Yazmak için yazmayı hiçbir zaman düşünmedim..İçimde var olan duyguları bir nebze dahi olsa karalamak özel ve güzel bir duygu benim için.
Oldum olası geceleri çok severim..Her şeyin uyuduğu , farkında olmadığı anlarda ruhumu özgür kılıyorum.. Bütün yasakları, değerleri, inanışları bir tarafa bırakıp doyasıya bütün sessizlik ve coşkumla ben'liğimi hissediyorum..
Hep böyle olmuştu.
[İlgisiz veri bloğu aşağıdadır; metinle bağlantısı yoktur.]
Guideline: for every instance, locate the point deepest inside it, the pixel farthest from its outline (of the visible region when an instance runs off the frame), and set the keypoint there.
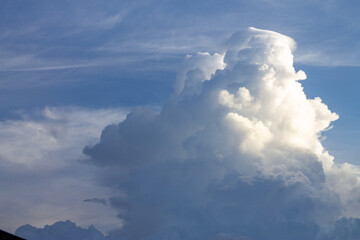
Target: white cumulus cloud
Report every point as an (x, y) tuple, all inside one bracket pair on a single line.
[(235, 153)]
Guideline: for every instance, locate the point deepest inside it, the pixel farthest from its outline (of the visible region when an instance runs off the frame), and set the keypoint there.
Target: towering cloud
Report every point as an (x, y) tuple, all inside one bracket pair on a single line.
[(235, 153)]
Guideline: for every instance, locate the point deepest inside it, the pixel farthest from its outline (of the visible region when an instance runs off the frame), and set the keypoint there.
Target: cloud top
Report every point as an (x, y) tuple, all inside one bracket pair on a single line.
[(235, 153)]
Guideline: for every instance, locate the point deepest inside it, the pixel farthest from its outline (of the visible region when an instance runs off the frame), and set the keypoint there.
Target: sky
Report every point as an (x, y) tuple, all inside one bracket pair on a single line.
[(146, 119)]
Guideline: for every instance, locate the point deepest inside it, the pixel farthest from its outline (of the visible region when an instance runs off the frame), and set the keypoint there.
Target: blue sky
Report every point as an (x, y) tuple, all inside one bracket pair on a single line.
[(70, 68)]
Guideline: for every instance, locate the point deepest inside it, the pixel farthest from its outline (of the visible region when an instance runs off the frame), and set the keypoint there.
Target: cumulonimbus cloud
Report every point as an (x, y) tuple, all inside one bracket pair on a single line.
[(235, 153)]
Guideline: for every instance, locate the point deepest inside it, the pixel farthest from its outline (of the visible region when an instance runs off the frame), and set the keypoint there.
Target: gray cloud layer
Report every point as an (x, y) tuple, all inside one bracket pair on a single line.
[(235, 153)]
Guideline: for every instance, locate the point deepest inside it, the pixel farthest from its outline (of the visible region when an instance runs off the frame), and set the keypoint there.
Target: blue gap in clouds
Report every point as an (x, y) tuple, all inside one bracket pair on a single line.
[(338, 87), (88, 88)]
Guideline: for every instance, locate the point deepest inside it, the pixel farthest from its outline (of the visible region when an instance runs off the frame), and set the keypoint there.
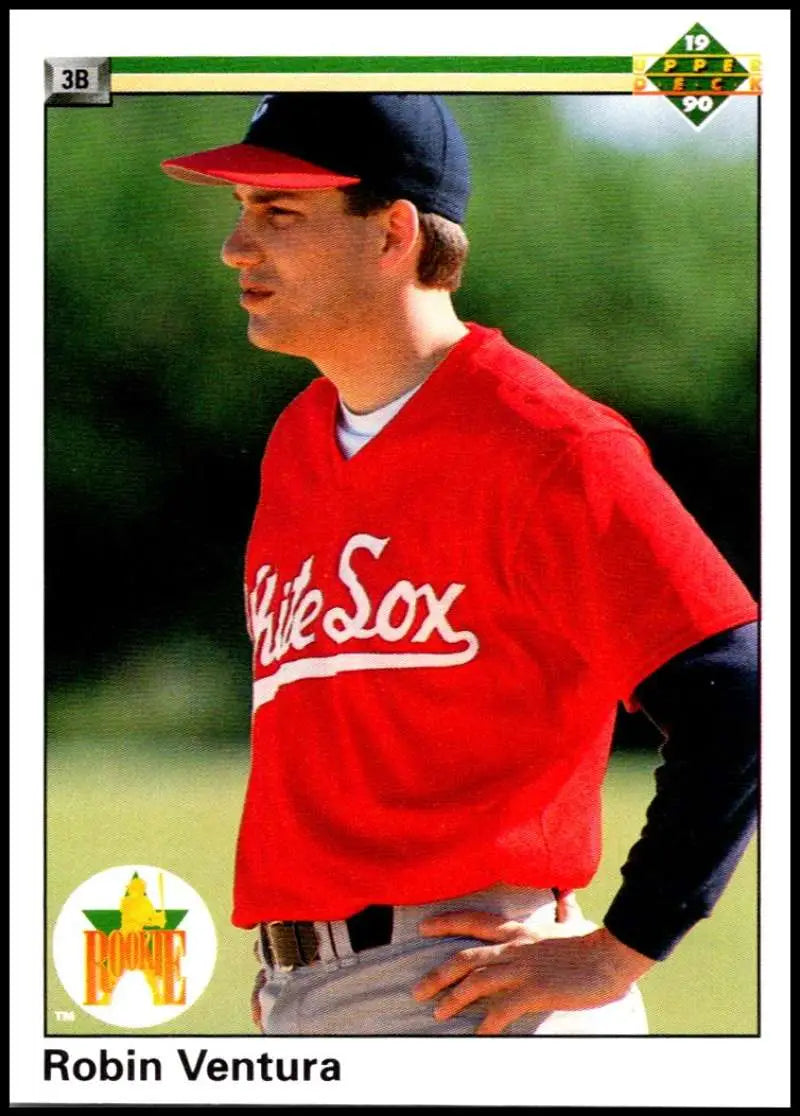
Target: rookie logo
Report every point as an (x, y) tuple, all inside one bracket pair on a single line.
[(134, 945)]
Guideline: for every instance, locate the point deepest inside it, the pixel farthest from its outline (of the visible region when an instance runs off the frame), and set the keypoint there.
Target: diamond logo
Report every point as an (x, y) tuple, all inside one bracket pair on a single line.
[(697, 75)]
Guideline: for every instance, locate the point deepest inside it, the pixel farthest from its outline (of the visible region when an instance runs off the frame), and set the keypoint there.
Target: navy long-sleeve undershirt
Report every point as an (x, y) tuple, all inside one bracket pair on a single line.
[(705, 702)]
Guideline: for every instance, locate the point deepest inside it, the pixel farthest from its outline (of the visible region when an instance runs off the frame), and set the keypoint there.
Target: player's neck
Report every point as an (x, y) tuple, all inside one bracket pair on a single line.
[(397, 353)]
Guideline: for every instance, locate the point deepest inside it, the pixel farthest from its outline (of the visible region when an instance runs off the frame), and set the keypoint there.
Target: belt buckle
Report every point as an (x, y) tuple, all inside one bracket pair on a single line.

Herkesin ortalıkta dönüp dolaştığı ve birbirleriyle muhattap oldukları anlarda ben beni yaşayamıyordum..Özgürlüğümü ve benliğimi herkesin sustuğu anlarda yakalıyorum..Bütün içtenlik ve ruhumun iniltileri işte bu anlarda utana sıkıla ortaya çıkar.. Özlemler, kırılganlıklar, tutarsızlıklar, sevinçler kısacası bizi biz yapan bütün değerler..
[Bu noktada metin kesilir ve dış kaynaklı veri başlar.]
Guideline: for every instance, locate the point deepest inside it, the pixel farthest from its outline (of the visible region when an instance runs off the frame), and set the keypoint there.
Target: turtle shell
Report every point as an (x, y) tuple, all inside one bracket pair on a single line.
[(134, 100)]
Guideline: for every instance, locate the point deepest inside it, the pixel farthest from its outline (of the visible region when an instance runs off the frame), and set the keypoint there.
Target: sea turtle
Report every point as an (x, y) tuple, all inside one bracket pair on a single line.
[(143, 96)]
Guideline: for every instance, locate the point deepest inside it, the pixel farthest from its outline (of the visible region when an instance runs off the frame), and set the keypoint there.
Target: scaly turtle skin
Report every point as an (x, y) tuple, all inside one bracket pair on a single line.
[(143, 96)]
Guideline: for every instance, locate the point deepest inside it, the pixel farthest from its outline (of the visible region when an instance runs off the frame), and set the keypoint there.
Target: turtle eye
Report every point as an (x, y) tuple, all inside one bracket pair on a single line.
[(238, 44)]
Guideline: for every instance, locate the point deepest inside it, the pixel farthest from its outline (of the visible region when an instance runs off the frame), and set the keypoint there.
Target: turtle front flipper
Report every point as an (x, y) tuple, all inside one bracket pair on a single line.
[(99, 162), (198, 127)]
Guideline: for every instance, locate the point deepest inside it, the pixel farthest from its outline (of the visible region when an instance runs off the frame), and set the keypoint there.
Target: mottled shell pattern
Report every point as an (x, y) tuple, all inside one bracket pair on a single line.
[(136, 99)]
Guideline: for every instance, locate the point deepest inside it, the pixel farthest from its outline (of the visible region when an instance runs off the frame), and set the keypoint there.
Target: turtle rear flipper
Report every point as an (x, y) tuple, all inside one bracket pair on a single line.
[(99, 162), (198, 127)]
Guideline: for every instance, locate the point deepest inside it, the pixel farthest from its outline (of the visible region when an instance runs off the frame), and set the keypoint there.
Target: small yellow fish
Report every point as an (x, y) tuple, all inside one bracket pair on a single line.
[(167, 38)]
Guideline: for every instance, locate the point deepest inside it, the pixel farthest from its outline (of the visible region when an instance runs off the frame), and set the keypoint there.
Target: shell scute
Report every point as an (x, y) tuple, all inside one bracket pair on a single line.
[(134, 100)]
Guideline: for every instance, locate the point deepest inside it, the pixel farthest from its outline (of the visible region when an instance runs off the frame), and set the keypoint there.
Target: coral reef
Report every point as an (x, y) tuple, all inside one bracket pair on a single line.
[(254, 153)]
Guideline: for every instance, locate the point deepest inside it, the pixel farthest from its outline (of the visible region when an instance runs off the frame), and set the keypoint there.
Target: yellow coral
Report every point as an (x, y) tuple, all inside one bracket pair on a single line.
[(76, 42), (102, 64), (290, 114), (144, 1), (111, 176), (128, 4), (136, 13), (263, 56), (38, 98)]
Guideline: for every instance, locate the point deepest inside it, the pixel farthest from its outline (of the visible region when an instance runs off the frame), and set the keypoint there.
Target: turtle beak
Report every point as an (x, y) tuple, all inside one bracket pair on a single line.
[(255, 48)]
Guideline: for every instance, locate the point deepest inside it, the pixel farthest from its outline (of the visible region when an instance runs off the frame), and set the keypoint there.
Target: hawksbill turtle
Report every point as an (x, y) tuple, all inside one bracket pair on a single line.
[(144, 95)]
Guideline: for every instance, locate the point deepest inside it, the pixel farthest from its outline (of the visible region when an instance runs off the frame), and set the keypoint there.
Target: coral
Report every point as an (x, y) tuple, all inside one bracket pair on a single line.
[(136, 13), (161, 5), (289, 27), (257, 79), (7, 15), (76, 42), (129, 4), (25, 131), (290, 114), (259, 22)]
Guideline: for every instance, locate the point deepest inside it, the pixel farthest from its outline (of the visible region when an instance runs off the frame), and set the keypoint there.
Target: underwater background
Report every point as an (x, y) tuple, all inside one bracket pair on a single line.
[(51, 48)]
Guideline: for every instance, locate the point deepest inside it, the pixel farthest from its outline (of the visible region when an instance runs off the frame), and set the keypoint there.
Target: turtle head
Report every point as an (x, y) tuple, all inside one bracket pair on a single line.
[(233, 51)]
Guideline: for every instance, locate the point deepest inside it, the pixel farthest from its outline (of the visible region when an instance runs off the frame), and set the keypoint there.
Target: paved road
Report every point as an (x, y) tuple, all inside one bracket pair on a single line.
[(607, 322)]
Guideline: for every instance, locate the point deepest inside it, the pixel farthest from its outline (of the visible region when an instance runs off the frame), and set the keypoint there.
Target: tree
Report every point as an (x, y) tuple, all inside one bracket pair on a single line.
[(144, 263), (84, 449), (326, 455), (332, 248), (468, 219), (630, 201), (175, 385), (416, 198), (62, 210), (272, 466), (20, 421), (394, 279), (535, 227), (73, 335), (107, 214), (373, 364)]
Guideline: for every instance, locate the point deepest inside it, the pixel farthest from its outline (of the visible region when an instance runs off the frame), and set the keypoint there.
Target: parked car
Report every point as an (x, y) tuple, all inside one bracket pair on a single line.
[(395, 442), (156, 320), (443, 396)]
Bizler gerçekten bu duyguların ötesinde değiliz ..İşte! evet , bu duygularımız yaşantılarımızın birer sonucudur.
Evet, sesizliği iliklerime kadar hissetmek.. Oluşan sessizlikte bedenimi sindirmek..Bedenimin, işittiklerimin, gördüklerimin çok ötesinde birinin yaşadığını biliyorum..İki farklı yüz gibi düşün biri yanı başında tertemiz olduğunu düşündüğün başkasına ait olan ayna . Sana ait olan şey sadece gördüklerinden ibaret.. Diğeri sadece senin farkında olduğun var olmanla sana verilen yıllardır kullanılmadığı için pasaklanan, kirli bir ayna..Hayır eminim artık bu dünya bizi oynatmıyor buna tamamen engel oluyor.Bizler bir hayvan kadar gerçekten doğamızı ya da artık ismi her ne ise yaşayabiliyor muyuz?
Toplumun, inançların, değerlerin , bilimin, yetiştirmediği kavurmadığı dünyadaki herhangi bir varlık nasıl yaşardı acaba? Her şey bizi değiştiriyor doğamızda gerçekten kötü müyüz? Doğası gereği yaşayan diğer varlıklara kötü damgası vurulabilir mi? Köpeğe pis kediye nankör ya da işte diğerleri için de aynı ithamlar doğru mu? Ya biz ? Tekrar düşünüyorum Gerçekten doğamız hislerimiz tek başına neler? Bunları düşünmek bile insanı tuhaf duygulara yöneltiyor…Bilemiyorum.. Belki de bunu konuşmalıyız..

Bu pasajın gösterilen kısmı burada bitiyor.